Mir gefiel diese Möglichkeit nicht so gut wie die LIEB-Theorie. Aber das kam wohl überwiegend daher, dass es bedeutete, dass er die Jagd nicht aufgeben würde, nur weil ich aus seinem Auto entkam. Es hieß, dass er immer weitermachen würde, bis er bekam, was er wollte – oder getötet wurde.
Und es passte zu dem, was ich wusste. Walker sind selten. Wenn es noch andere Walker geben sollte, habe ich nie einen getroffen. Wenn er also herausgefunden hatte, was ich war, und einen wollte, dann wäre es logisch, dass er kam, um mich zu holen. Die Frage, die noch übrig blieb, war: Was wollte er mit einem Walker?
Das Kribbeln in meinen Armen und Beinen ließ nach und hinterließ nur einen dumpfen Schmerz. Es war Zeit, zu entkommen … und dann fiel mir wieder ein, was Corban gesagt hatte: »Er hat Chad.«
Corban hatte mich gekidnappt, weil Blackwood Chad hatte. Ich fragte mich, was Blackwood wohl tun würde, wenn Corban zurückkam und ich ihm entwischt war.
Vielleicht würde er ihn einfach nur wieder losschicken. Aber ich erinnerte mich an Marsilias Gleichgültigkeit, als sie befohlen hatte, Estelles Mann zu töten … als sie alle von Stefans Leuten getötet hatte. Sie war verletzt gewesen, dass er immer noch wütend auf sie war, nachdem er verstanden hatte, was sie getan hatte. Vielleicht konnte sie Stefans Bindung an seine Leute nicht verstehen … weil Menschen nur Nahrung waren.
Vielleicht würde Blackwood Chad einfach töten.
Dieses Risiko konnte ich nicht eingehen.
Plötzlich breitete sich echte Panik in meinen Eingeweiden aus, weil ich wirklich gefangen war. Ich konnte nicht entkommen, nicht wenn das hieß, dass Chad vielleicht sterben würde.

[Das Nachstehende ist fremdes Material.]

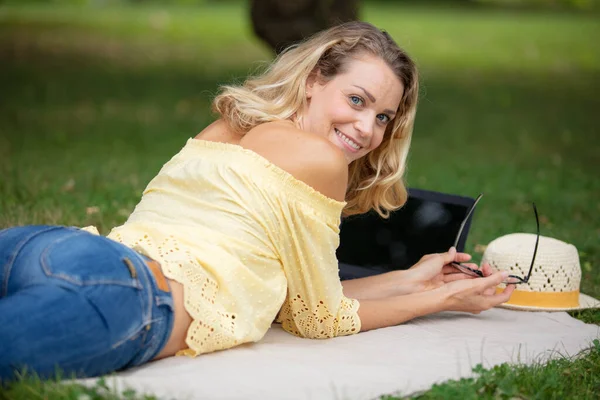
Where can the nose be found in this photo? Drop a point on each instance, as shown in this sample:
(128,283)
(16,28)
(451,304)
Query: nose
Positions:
(365,124)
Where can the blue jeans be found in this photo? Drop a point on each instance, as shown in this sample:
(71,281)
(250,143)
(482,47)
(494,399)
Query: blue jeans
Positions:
(76,303)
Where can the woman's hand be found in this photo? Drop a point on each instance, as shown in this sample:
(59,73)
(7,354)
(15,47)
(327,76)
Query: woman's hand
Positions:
(434,270)
(476,295)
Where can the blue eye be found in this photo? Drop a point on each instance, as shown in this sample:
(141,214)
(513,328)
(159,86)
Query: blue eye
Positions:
(357,101)
(383,118)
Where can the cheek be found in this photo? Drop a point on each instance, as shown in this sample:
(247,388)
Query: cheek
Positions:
(377,139)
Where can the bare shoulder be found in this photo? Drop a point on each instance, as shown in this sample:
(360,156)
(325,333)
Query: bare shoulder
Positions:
(308,157)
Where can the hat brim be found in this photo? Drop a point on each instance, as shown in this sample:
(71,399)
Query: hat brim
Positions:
(585,302)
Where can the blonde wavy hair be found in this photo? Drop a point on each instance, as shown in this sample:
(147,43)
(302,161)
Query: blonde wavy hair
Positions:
(376,180)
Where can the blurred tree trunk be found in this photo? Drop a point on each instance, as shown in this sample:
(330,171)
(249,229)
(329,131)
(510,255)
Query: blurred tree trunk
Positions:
(281,23)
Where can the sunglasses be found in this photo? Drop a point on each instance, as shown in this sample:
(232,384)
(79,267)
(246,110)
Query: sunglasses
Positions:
(512,279)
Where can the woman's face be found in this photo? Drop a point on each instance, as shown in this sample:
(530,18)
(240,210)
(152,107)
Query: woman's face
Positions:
(354,108)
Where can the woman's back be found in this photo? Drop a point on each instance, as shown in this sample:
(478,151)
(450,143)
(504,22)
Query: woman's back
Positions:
(241,234)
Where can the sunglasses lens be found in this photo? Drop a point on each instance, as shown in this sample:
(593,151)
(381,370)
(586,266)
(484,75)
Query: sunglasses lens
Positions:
(513,280)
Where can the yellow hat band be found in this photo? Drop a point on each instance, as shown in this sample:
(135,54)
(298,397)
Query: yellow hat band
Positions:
(543,299)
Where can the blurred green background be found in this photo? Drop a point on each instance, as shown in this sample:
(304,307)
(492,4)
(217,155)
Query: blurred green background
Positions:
(95,95)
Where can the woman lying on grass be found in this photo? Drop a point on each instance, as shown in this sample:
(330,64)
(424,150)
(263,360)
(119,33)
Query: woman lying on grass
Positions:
(240,228)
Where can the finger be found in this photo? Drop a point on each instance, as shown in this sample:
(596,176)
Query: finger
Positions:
(448,256)
(471,265)
(501,297)
(486,269)
(462,257)
(457,276)
(493,280)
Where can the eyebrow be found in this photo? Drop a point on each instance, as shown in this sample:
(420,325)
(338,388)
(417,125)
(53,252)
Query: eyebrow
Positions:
(372,98)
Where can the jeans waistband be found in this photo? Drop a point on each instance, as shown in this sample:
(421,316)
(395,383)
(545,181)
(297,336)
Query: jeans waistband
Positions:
(159,318)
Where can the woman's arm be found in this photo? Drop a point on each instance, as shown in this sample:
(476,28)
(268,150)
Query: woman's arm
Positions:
(427,274)
(469,295)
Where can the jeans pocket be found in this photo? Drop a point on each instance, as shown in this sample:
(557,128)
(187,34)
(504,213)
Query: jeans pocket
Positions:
(85,259)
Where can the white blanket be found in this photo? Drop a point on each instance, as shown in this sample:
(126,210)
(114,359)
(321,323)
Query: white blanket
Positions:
(399,360)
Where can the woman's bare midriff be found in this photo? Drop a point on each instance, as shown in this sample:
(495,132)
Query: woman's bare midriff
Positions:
(181,323)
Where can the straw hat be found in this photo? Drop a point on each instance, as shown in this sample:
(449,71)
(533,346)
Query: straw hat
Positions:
(556,275)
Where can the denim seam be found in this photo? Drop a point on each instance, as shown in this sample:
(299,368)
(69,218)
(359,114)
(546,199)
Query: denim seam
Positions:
(16,251)
(47,270)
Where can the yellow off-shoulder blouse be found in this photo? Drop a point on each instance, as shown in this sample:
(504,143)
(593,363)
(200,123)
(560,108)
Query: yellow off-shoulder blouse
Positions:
(249,242)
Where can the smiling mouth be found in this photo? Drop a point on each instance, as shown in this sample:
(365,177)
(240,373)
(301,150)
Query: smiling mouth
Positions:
(347,140)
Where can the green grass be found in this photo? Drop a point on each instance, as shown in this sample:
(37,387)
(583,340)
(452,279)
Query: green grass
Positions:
(94,101)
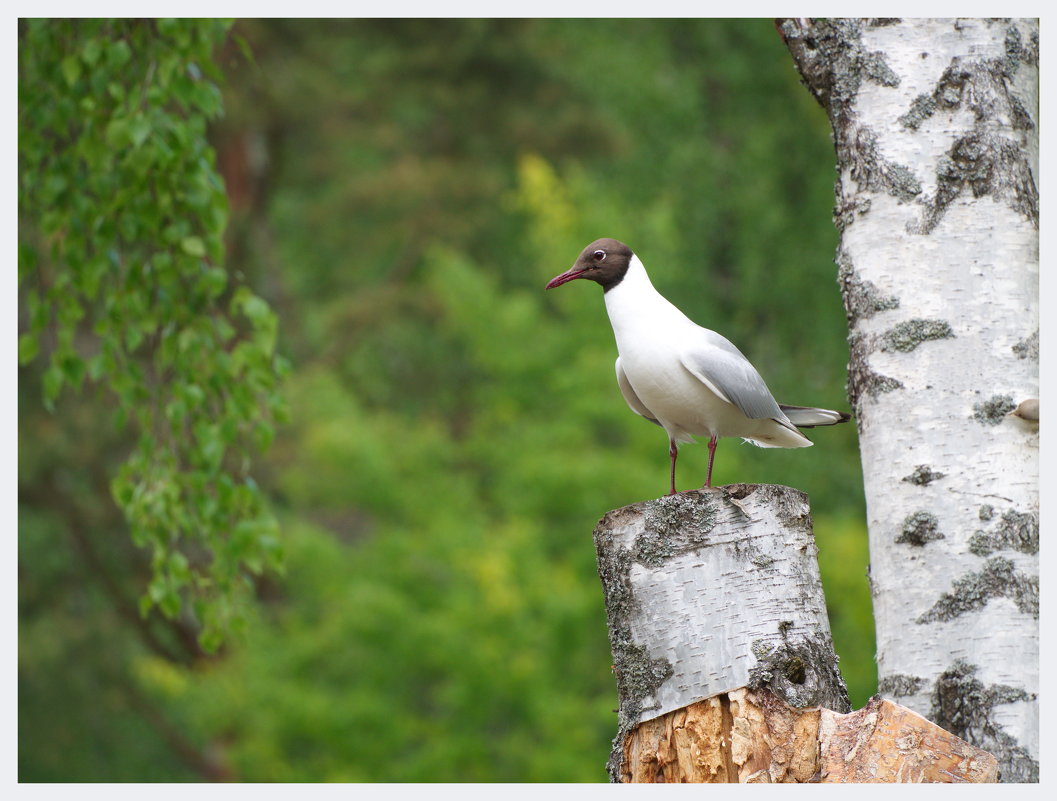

Mit trockenem Mund versuchte ich, meine Vorteile aufzulisten. Da war natürlich der Stab des Feenvolkes. Er war im Moment nicht hier, aber irgendwann würde er auftauchen. Vom Feenvolk wurde er als mächtiges Artefakt betrachtet – wenn Vampire nur Angst vor Schafen hätten.
Ich konnte weder das Rudel noch Adam finden. Samuel hatte gesagt, dass die Verbindung sich irgendwann wieder herstellen würde. Er hatte mir keinen Zeitrahmen genannt – und ich war nicht gerade scharf darauf gewesen, die Erfahrung zu wiederholen, also hatte ich auch nicht gefragt. Adam hatte gesagt, dass Entfernung die Verbindung schwächer werden ließ.
Ich erinnerte mich daran, dass Samuel einmal bis nach Texas geflohen war, um seinem Vater zu entkommen … und es hatte funktioniert. Aber Spokane lag um einiges näher an den Tri-Cities als Texas an Montana. Also konnte
ich vielleicht, wenn ich Blackwood lang genug hinhielt, das Rudel rufen, um mich zu retten – wieder einmal.
Nach Einbruch der Dunkelheit – und es würde bald dunkel sein – gab es noch Stefan.